Memory Model 101
This doc aims to provide some ideas behind particular implementation of the atomics.net on top of .NET. For more detailed description of terms, please refer to glossary.
atomics.net design and implementation
Project aims to be very close to C++ 11 standard atomics by design and usage. For example, the memory order semantics is supported.
Although the library is a PCL itself, the minimum required version of .NET is 4.5. It is possible to compile and use for .NET 4.0 and earlier. ARM-related stuff (volatile reads with proper memory barriers usages, etc.) will be present by using ARM_CPU directive (see docs).
The default memory order semantics for the library's primitives (like
Atomic<T>, etc.) is
MemoryOrder.AcqRel, which fits very well with CAS approach and CLR 2.0 memory model.
The option for sequential consistency (i.e.
SeqCst) is implemented by using intrinsic functions (with compilation to proper CPU instruction) or a combination of Acquire/Release with sequential order emulation through exclusion locks, when atomic reads/writes to particular POD are not supported by HW.
Specifying Acquire only or Release only flag falls back to full Acquire/Release semantics for get/set operations or combinations of.
x86-x64 memory model vs ECMA
Starting from CLR 2.0 the memory model had become more stricter than ECMA CLI Memory Model standard defines and very close to x86 behavior.
The main changes are (notes are taken from this article by Vance Morrison):
- (ECMA) Reads and writes cannot move before a volatile read.
- (ECMA) Reads and writes cannot move after a volatile write.
- (x86) A write can only move later in time.
- (x86) A write cannot move past another write from the same thread.
- (x86) A write cannot move past a read from the same thread to the same location.
- (x86) A read can only move by going later in time to stay after a write to keep from breaking rule 3 as that write moves later in time.
Summarizing the info above we are dealing with the following rules (taken from this article by Joe Duffy):
- Data dependence among loads and stores is never violated.
- All stores have release semantics, i.e. no load or store may move after one.
- All volatile loads are acquire, i.e. no load or store may move before one.
- No loads and stores may ever cross a full-barrier (e.g. Thread.MemoryBarrier, lock acquire, Interlocked.Exchange, Interlocked.CompareExchange, etc.).
- Loads and stores to the heap may never be introduced.
- Loads and stores may only be deleted when coalescing adjacent loads and stores from/to the same location.
and final note:
"...Note that by this definition, non-volatile loads are not required to have any sort of barrier associated with them. So loads may be freely reordered, and writes may move after them (though not before, due to Rule 2). With this model, the only true case where you’d truly need the strength of a full-barrier provided by Rule 4 is to prevent reordering in the case where a store is followed by a volatile load. Without the barrier, the instructions may reorder..."

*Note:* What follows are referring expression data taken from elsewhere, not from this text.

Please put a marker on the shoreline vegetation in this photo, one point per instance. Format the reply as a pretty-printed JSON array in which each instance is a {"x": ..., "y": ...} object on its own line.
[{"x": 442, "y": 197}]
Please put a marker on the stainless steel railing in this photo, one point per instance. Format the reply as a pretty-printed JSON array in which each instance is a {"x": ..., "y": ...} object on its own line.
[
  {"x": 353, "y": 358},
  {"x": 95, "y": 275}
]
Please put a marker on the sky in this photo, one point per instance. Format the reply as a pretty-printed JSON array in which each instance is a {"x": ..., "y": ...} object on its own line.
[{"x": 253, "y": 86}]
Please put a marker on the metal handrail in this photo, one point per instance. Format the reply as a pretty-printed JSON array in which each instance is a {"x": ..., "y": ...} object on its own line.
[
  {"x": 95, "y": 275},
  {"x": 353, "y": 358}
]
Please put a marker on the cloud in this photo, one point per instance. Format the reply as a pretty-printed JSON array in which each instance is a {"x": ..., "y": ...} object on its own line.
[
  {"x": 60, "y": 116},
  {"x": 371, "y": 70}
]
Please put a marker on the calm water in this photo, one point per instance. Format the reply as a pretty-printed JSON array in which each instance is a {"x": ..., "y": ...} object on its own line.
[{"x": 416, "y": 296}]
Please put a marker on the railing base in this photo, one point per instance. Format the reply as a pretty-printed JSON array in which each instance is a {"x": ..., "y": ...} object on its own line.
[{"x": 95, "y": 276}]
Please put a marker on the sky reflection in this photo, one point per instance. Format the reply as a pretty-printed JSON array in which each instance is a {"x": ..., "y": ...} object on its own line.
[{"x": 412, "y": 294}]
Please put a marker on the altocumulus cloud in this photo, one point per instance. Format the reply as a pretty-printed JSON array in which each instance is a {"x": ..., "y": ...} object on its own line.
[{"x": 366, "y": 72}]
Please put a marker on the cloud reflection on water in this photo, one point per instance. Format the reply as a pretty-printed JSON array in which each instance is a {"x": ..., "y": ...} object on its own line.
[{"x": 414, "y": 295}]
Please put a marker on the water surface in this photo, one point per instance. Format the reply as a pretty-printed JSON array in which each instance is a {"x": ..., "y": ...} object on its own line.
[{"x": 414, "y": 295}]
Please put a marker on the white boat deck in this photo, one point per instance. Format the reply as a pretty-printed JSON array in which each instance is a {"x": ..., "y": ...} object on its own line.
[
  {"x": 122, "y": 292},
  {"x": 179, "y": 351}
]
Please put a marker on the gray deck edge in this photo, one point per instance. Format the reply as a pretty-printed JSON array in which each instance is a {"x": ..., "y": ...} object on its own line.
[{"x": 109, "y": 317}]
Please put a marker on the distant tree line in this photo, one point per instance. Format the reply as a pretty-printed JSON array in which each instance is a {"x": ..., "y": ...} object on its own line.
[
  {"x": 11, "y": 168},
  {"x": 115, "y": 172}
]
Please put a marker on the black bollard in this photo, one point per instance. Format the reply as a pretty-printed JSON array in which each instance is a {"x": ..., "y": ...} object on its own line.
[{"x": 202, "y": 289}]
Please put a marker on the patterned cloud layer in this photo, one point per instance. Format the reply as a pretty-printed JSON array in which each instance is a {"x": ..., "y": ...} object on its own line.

x86-x64 Memory Reorderings
There is one place when the reordering will occur on x86-64 systems (source by Igor Ostrovsky):
...Even though the x86-x64 processor provides fairly strong ordering guarantees, a particular kind of hardware reordering still happens. The x86-x64 processor will not reorder two writes, nor will it reorder two reads. However, the one (and only) possible reordering effect is that when a processor writes a value, that value will not be made immediately available to other processors...
...The x86 processor has a fairly strong memory model, and the only source of reordering at the hardware level is the store buffer. The store buffer can cause a write to get reordered with a subsequent read (store-load reordering).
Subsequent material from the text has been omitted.